Тано и сама не помнила, как на глаза ей попался тот самый стакан, из которого ещё сегодня утром она пила воду во время очередного «отходняка», как крепко её хрупкие оранжевые пальчики сжали его прозрачные стенки, как яростно закричав в десятый раз – «Выпусти меня сейчас же, ты не смеешь меня здесь держать, ты не имеешь права мне указывать, ты мне никто, я тебя ненавижу! Ненавижу!», - девушка со всей силы запустила стеклянной ёмкостью в собственного учителя.
Энакин видел, как предмет летел в его сторону, всё происходило словно во сне, на долю секунды время замедлилось, и можно было даже решить, что это было не наяву, ведь Скайуокер ни подумать, ни ожидать не мог, что однажды, произнеся подобного рода слова в его адрес, его безгранично любимая ученица попустит в мастера чем-то, вся буквально пронизываемая тёмными, холодными гневом и ненавистью. Генерал на мгновение замер от ошеломления, всего на один совершенно незримый крошечный миг замешкался, и эта почти незаметная секунда, дорогого ему стоила. Всё произошло так быстро, что никто из ссорящихся даже не успел понять, как тяжёлая прозрачная стеклянная ёмкость с громким звоном соприкоснулась с головой Энакина, и в дребезги разлетелась дождём осколков в разные стороны, оставляя после себя глубокий порез у Скайуокера на лбу.

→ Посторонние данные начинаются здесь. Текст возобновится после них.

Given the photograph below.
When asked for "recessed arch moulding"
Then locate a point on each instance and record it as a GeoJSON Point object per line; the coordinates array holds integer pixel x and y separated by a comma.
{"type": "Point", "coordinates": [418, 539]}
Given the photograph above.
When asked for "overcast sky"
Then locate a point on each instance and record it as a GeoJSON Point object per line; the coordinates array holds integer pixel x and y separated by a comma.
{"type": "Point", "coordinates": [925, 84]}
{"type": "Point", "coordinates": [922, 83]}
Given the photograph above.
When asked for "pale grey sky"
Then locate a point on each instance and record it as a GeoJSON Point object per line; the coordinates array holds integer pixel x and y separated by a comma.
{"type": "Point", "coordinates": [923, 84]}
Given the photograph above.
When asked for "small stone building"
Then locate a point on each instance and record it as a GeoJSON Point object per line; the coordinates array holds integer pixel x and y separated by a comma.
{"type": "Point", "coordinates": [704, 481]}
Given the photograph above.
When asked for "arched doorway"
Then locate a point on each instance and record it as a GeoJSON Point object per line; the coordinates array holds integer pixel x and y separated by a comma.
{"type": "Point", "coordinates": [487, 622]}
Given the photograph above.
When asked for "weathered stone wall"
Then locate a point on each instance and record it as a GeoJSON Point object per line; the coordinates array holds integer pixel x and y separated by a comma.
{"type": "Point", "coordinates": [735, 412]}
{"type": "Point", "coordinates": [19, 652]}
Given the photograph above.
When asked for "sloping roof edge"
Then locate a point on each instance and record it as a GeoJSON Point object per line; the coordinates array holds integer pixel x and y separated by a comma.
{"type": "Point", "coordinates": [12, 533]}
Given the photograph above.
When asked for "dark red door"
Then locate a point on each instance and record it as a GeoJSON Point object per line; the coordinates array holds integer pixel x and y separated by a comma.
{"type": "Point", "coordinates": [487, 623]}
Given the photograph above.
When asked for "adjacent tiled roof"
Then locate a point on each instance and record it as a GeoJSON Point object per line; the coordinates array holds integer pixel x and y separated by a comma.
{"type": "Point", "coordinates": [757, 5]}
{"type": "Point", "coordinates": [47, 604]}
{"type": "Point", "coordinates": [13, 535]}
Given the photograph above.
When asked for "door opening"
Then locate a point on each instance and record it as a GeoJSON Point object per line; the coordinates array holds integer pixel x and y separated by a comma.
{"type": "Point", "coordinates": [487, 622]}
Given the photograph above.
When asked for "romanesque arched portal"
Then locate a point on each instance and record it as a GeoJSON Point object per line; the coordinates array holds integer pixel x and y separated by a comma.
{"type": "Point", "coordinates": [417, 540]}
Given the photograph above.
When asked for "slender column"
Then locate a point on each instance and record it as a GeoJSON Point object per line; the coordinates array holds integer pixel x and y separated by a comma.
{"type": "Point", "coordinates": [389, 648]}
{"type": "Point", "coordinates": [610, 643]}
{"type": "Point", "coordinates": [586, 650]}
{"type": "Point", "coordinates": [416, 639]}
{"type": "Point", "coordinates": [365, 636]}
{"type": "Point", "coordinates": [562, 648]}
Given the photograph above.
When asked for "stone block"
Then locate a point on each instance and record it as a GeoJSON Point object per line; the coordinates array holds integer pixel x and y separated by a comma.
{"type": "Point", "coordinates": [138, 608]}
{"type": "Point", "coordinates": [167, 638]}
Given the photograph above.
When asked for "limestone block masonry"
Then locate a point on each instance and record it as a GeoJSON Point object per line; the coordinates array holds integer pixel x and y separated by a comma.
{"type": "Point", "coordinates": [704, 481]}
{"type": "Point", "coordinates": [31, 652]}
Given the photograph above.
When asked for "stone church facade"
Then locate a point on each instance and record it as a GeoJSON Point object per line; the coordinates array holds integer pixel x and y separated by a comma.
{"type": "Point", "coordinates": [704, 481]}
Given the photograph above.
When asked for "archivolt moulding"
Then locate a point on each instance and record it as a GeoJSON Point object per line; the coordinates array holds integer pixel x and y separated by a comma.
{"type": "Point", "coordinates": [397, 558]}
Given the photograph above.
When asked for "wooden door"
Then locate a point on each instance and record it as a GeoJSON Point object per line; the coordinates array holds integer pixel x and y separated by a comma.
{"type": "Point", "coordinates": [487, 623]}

Тёплые багряные струйки крови юрко скользнули по лицу генерала и, лишь спустя мгновение, после бесчувственного шока пришла боль, сильная боль в области головы джедая.
В один момент испытав острое режущее чувство, неприятными волнами разливаемое от раны в разные стороны, Энакин, абсолютно не ожидавший такого от собственной ученицы, даже как-то ненароком выронил ключ, чисто рефлекторно ухватившись рукой за порез. Ещё какое-то время и мастер, и падаван находились в неком оцепенении и недоумении от происходящего. Скайуокер первые пару секунд пытался справиться с новыми ощущениями, как будто откуда-то со стороны чувствуя, как сквозь его пальцы течёт кровь, а Тано всё ещё безмолвно и неподвижно смотрела на него, сама не осознавая и не веря в то, что она только что сделала. Но миг замешательства, промелькнул слишком быстро. И, вот уже через секунду поняв, что ключ от входной двери больше не был в руках учителя, девушка опомнилась первой и тут же воспользовалась моментом.
Молниеносно подлетев к мастеру, падаван ловко подобрала карту с пола и с безумным видом рванулась прочь, ведомая то ли ужасом от собственного поступка, то ли совершенно неадекватным состоянием из-за бешенства от ломки.
Джедаю, привыкшему ко всякому роду ранениям и повреждениям в боях, тоже не понадобилось много времени, чтобы прийти в себя, как только первый болевой шок от разбитой головы прошёл, Энакин тут же рванулся следом за Асокой, но он не успел, к своим огромным сожалению и досаде, всего на миг замешкался дольше положенного и так и не смог поймать совсем «сдвинувшуюся» наркоманку.